Abstract
Purpose :
Strokes are a leading cause of death in the United States. With racial minorities and women over the age of 55 at higher risk, strokes can cause lasting damage and reduce quality of life. Visual field defects, most commonly hemi-vision, can result. The Humphrey Visual Field (HVF) is the gold standard for hemi-vision detection and can be challenging, time-consuming, and uncomfortable for those with muscle weakness post-stroke. A wearable Virtual Reality (VR) Visual Field (VF) headset, such as the Palmscan 2000 VR VF, may be able to provide diagnostic information while patients are supine and transfer results via telemedicine access. No data regarding the use of this device in a supine position is available. This study aims to determine the comfort and ease of use of the VR VF headset in a seated versus supine position in control subjects.
Methods :
Healthy participants were randomly assigned to two groups.
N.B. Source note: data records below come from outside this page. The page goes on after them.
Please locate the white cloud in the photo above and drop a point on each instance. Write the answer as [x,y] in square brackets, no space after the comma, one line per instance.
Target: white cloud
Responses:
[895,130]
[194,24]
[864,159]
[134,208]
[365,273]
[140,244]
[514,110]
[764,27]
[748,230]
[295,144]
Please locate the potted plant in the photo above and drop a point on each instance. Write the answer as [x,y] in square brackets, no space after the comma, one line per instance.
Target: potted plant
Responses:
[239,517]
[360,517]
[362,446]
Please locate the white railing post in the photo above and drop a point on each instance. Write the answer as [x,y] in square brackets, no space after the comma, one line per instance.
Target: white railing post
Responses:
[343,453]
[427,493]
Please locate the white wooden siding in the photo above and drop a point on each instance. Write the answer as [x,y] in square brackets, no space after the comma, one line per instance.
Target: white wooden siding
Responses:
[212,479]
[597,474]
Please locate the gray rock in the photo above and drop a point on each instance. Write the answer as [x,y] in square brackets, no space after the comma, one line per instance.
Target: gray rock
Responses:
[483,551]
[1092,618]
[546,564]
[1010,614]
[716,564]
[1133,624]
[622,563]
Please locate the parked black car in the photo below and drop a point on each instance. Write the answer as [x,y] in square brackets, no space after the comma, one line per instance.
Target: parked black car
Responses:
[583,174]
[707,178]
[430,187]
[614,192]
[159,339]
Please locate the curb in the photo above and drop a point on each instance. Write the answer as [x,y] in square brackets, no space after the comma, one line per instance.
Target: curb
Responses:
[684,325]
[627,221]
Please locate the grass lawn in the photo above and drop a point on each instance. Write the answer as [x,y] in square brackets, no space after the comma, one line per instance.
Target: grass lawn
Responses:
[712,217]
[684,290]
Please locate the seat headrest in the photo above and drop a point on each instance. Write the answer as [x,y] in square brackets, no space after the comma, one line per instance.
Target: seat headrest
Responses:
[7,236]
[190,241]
Group A performed a VR VF exam using the 24-2 setting of the Palmscan 2000 VR VF device in a seated (n=13) position and Group B preformed the same exam in a supine (n=12) position. Participants completed a 7-question survey using the 5-point Likert scale to evaluate comfort, device fit, and ease of use. Exams and surveys were compared between groups with an unpaired t-tests with Welch’s correction.
Results :
Comparison of surveys showed supine participants found the device less “easy to use” (p=0.0052) and caused “muscle strain or fatigue” (p=0.034) and “eye strain” (p=0.0268) when compared to the seated group. Supine patients were also less likely to have a “positive experience” (p= 0.0120) or “use the device again in the future” (p=0.0103). Greater test duration (p=0.0474) but fewer fixation losses (p=0.0123) were seen in seated participants in the right eye. Significantly fewer fixation losses (p=0.0163) in seated individuals were also seen in the left eye.
Conclusions :
Both seated and supine participants found the VR VF device was comfortable to wear and fit well. The device may be less comfortable in the supine postion due to the machine’s weight on the patient’s face. Further studies with a greater number of patients are needed to charactarize the reliability of the Palmscan 2000 VR VF in a seated versus supine position. This information would be useful as it could aid in early diagnosis of stroke hemi-defects when patients cannot preform HVF, improving outcomes and quality of life.
This abstract was presented at the 2024 ARVO Annual Meeting, held in Seattle, WA, May 5-9, 2024.